7. Floating Points – Shadow EP

On a eu raison de miser sur Sam Shepherd dès la parution de son premier EP car depuis lors, l'heureux responsable d'une grosse poignée de maxis assassins a transformé l'essai en affinant sa house stellaire d'un souffle jazzy pas piqué des hannetons. Témoin de cette mutation accomplie, le Shadows EP est un court format aussi imparfait qu'attachant en forme de jointure ambitieuse entre Détroit et Bristol, dont le groove tout droit sorti de Klingon aura du mal à ne pas faire flancher tout aficionado de deep house qui se respecte.

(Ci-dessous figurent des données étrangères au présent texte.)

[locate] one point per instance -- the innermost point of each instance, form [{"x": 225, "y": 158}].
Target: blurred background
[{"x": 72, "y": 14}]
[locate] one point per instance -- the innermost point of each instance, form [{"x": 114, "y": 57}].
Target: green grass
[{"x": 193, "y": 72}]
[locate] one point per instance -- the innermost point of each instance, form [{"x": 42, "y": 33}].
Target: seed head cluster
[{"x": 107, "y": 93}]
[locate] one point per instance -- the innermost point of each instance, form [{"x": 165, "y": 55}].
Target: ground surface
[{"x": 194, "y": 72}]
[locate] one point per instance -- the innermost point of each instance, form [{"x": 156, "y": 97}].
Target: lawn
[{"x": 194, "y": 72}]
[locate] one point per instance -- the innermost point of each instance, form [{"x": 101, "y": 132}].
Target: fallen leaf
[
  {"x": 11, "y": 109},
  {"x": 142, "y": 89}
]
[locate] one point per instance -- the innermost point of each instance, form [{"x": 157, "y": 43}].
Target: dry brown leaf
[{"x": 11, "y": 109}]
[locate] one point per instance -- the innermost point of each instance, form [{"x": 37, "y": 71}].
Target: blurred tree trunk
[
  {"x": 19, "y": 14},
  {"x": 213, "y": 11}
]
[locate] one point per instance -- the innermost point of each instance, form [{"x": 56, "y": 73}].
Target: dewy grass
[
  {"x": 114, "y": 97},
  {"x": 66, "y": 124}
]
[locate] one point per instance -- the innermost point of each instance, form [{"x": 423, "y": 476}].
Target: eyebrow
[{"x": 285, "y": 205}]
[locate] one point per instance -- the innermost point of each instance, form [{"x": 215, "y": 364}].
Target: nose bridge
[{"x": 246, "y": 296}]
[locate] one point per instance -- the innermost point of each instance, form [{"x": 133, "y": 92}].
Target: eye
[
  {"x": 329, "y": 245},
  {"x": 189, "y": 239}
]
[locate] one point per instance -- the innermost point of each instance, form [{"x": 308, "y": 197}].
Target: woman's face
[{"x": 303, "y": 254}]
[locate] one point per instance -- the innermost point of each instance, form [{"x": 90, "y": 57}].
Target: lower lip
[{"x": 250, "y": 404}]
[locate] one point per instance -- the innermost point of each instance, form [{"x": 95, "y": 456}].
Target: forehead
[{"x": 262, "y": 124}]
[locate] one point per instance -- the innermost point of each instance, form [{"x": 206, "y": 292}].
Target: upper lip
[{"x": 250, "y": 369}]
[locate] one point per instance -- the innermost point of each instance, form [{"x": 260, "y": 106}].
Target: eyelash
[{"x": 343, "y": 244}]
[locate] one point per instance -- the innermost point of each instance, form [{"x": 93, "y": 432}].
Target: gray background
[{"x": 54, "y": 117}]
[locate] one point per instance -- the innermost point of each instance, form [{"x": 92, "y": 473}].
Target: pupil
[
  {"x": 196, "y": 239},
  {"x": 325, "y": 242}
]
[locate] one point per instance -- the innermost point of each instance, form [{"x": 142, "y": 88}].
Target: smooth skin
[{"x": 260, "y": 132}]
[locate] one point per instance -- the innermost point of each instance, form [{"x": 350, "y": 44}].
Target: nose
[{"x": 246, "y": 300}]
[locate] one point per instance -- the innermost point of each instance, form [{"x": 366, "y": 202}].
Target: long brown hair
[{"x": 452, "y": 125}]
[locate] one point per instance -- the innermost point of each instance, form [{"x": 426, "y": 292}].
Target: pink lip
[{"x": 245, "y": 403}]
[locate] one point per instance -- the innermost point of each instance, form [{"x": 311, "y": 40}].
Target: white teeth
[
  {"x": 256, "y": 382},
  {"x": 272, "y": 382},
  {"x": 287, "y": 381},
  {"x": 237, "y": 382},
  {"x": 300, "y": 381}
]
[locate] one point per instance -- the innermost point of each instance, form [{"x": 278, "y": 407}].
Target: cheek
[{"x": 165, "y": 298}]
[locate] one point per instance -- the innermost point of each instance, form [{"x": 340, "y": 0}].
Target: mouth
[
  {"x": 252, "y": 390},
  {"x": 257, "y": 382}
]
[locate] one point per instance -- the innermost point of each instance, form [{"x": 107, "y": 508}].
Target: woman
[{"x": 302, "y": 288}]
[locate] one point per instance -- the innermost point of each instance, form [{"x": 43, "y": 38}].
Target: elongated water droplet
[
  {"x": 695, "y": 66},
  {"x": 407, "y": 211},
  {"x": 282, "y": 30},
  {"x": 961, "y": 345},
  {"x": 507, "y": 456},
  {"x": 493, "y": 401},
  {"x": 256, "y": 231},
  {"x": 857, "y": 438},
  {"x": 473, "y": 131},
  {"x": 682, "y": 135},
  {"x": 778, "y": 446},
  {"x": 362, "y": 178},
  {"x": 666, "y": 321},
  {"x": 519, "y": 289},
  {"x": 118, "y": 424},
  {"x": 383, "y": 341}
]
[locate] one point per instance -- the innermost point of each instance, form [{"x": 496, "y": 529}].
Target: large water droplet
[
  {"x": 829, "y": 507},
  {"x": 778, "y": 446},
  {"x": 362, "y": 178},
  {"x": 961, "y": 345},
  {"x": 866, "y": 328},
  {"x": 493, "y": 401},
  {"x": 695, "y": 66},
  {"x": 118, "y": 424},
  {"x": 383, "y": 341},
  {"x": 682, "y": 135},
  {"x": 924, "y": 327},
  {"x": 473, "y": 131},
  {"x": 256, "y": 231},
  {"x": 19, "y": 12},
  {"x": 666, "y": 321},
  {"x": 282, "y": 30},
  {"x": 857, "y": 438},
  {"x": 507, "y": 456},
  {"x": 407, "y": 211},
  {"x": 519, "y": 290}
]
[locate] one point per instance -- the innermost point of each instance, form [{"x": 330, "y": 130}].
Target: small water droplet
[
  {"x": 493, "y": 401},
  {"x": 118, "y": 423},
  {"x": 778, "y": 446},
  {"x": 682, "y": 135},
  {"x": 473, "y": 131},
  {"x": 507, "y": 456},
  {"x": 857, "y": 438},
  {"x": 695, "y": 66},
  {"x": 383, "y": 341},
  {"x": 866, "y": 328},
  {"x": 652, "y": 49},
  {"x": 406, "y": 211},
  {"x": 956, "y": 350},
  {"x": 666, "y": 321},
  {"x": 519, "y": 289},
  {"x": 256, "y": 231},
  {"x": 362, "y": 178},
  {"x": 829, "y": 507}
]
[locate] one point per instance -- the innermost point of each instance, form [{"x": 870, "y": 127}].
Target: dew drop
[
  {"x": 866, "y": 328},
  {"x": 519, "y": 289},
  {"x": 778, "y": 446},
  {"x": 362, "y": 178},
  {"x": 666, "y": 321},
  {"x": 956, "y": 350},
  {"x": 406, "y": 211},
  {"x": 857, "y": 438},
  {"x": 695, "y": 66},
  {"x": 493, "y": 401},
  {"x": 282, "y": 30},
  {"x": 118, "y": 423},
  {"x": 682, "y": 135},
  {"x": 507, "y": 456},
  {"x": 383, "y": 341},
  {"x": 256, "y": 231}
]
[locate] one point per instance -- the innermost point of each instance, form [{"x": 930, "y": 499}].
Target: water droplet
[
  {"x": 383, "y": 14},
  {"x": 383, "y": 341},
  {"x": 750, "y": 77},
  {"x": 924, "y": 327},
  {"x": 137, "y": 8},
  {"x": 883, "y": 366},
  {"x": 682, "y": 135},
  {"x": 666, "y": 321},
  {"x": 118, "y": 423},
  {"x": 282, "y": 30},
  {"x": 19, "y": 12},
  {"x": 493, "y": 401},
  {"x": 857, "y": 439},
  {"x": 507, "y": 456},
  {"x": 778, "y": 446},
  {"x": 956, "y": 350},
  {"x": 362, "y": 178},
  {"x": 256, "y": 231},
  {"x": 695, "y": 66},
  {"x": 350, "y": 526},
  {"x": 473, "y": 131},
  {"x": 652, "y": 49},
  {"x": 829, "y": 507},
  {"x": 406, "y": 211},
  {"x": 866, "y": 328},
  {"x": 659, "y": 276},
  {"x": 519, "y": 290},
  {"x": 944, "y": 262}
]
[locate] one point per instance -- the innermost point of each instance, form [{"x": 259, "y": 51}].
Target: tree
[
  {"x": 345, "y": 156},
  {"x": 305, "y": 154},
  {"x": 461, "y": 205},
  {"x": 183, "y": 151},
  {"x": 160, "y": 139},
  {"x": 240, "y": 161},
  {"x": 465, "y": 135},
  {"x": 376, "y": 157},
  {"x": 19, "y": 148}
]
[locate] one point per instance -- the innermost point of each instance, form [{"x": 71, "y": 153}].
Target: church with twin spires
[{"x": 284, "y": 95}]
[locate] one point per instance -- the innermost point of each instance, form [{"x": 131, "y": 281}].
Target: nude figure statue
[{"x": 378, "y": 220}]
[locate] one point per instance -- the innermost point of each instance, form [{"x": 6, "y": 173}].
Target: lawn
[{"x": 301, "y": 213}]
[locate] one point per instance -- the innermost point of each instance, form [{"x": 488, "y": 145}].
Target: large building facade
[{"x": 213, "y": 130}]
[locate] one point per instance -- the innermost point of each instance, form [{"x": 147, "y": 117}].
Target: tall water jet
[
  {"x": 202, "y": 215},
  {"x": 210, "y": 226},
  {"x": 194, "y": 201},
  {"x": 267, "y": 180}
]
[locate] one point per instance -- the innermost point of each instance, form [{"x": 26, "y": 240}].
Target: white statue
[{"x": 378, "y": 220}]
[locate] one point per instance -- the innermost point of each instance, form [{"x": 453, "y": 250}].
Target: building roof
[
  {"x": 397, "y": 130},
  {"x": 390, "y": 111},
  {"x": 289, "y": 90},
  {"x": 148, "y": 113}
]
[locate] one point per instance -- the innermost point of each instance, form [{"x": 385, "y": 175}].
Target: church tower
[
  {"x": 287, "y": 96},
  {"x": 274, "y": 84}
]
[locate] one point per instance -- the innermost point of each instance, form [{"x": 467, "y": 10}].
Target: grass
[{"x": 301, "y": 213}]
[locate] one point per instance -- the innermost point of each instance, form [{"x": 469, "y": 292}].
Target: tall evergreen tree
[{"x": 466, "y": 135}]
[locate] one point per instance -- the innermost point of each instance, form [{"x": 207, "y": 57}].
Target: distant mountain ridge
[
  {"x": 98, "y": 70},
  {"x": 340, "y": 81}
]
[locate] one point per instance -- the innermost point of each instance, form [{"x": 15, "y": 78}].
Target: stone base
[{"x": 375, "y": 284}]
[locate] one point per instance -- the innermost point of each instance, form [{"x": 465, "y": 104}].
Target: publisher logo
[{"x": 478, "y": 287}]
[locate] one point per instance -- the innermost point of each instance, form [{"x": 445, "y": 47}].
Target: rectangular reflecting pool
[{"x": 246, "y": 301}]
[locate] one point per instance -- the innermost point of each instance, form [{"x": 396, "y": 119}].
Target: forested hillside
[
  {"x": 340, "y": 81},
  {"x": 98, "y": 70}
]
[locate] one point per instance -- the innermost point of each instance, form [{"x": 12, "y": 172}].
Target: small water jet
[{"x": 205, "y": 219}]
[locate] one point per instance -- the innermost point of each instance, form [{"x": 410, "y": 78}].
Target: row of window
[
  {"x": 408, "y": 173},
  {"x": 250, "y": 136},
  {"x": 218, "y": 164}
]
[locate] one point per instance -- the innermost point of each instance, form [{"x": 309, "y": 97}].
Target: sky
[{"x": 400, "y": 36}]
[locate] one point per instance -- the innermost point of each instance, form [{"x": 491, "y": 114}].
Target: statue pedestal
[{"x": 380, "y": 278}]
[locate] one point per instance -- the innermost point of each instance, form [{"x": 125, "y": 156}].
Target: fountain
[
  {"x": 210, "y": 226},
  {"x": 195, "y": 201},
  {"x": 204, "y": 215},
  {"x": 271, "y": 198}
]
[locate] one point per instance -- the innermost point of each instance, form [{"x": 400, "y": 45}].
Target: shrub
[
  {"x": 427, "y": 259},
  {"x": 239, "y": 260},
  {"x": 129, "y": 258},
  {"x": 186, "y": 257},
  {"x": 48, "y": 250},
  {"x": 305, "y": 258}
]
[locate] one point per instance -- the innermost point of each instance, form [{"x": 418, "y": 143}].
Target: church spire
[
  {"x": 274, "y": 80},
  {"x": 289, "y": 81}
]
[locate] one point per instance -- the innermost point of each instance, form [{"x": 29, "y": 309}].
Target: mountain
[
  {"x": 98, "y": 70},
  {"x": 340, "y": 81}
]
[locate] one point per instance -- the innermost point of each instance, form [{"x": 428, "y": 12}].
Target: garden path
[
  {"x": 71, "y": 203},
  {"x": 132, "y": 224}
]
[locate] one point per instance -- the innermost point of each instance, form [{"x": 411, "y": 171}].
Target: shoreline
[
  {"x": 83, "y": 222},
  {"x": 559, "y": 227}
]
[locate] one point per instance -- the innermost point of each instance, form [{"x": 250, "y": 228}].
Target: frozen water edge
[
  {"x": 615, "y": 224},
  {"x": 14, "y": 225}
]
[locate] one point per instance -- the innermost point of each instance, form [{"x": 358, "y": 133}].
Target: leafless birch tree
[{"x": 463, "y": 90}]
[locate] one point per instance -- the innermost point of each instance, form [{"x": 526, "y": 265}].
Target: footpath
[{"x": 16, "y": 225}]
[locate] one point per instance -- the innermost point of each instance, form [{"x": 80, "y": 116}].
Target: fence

6. Carl Craig – Just Another Day EP

Si on peut déjà se considérer grand à vingt ans, fêter ses deux décennies alors qu’il s’agit de sa propre musique – et du label qui va avec – tient du truc de vétéran. C’est donc en producteur accompli que nous revient Carl Craig. Toujours sur Planet E, l’Américain nous pond ici un grand EP de techno, cinq titres de très haute volée qui synthétisent à merveille l’héritage de Detroit. Qu’elles soient beatless («Darkness » ou « Experimento ») ou directement taillées pour les clubs (on pense surtout aux deux versions de « Sandstorms »), les titres de ce Just Another Day EP torturent les claviers, en tirent un contenu noir et spatial. Un travail analogique qui rapproche au plus près l’homme de sa machine, qui projette la notion de techno dans des terrains guerriers, fumants et hostiles. Il parait qu’à Detroit c’est toujours la guerre. Ce qui est sur par contre, c’est que Carl Craig demeure toujours un de ses plus beaux résistants.

5. Todd Terje – Ragysh EP

Todd Terje est un producteur assez rare, à tous les sens du terme. Non seulement parce que son talent est unique dans la galaxie nu disco, mais également parce que sa discographie n’est pas pharaonique. Mais à chaque fois, le Norvégien prend un malin plaisir à ne pas louper le coche, que ce soit avec ses propres productions ou avec des edits ou remixes de très grande qualité. Mais avec ce Ragysh EP, le Nordique semble avoir franchi un nouveau palier, qui le propulse instantanément au sommet de son art. Le titre qui donne son nom à l’EP est d’une efficacité redoutable et, chose assez rare, a réussi à se ménager une place de choix dans les flight case de DJ représentant une large palette de genres. Maintenant, on attend plus qu’une chose : un album. Parce que Todd Terje le vaut bien.

4. Rone – So So So EP

Au début, c'était un bon apéro en attendant l'annonce d'un hypothétique deuxième album, puis c'est très vite devenu une excellente plaque. Mais aujourd'hui, le So So So EP fait clairement figure d'obsession face aux autres courts formats marquants de cette année. Car si les EP’s assimilables «techno de pastel» auront été légion cette année (Kieran Hebden, si tu nous entends…), ils n'auront jamais touché du doigt le degré de maëstria qu'Erwan Castex a apposé à ses trois pistes taillées à la serpe, qui défient assez clairement Plaid sur son propre terrain. So So So EP, c'est un peu Selected Ambient Works qui joue dans une cour de maternelle, le sourire d'une jolie rousse que tu croises dans la rue, ou un fou rire incontrôlé avec ta belle-mère : ça n'a juste pas de prix.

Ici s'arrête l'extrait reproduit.